Steve Burgess, a 53 year old British Angus Beef farmer, has triumphed where famed explorer Sir Ranulph Fiennes failed, by becoming the first person to cross the Bering Strait in a land vehicle. The trip began 10,379 miles away at his farm near Huddersfield in West Yorkshire and ended in Wales, Alaska. Using a Land Rover Defender->ke1858 fitted with a propeller and motor, he and his team drove from England, in the middle of winter, and then waited for the sea ice to thaw. The expedition was sponsored by the Cooper Tire and Rubber Company Europe, who provided Discoverer STT tires for the Land Rover’s land journeys.

To make the crossing, Burgess and his team had to conquer two big obstacles. The first was the strait which, at its narrowest point is 56 miles across, with unpredictable currents, icebergs and weather made it an intimidating prospect. Many previous attempts on the strait have focused on a winter crossing, including an unsuccessful one led by Sir Ranulph Fiennes in 2001. This was Burgess’s original intention. “But when I first visited the region in 2001,” he says, “it was obvious that any vehicle capable of getting across the ice wasn’t capable of getting to the ice, and so it would be impossible for one vehicle to make the whole journey.” The challenge was to adapt a road vehicle for a sea crossing.

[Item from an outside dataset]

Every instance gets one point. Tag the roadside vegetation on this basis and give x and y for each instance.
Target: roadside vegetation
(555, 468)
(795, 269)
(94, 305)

The solution, developed by Protection & Performance, a company specializing in adapting 4x4s, was ingenious. Take a “rest-of-the-world”-spec Land Rover, which is less complex than the UK version, run an extra drive shaft out of the engine to power a propeller, and add floats. Enormous floats: the two red tanks that sit on either side of Burgess’s vehicle have a combined volume of 1,480 gallons and can maintain 5½ tons of buoyancy. Even stripped to the bare essentials and equipped with its two-man crew, the vehicle weighed three tons (a quarter of a ton of which was fuel). They also developed detachable caterpillar tracks to have the ability to cross snow and ice on the way to the strait.

Burgess left his farm on January 29 this year and reached Uelen, on the shores of the strait, on March 3. The final leg of the journey involved tracking the Arctic coastline of eastern Siberia for two weeks and enduring temperatures below -40C. On July 7, when weather permitted, the journey began. After 9 hours at sea the team was forced to stop on the little island of Little Diomede, population of 140, in the middle of the strait. The weather did not permit them to restart for another month, at which time it took them six and a half hours till they came ashore at a place called Wales, cheered on by the local population.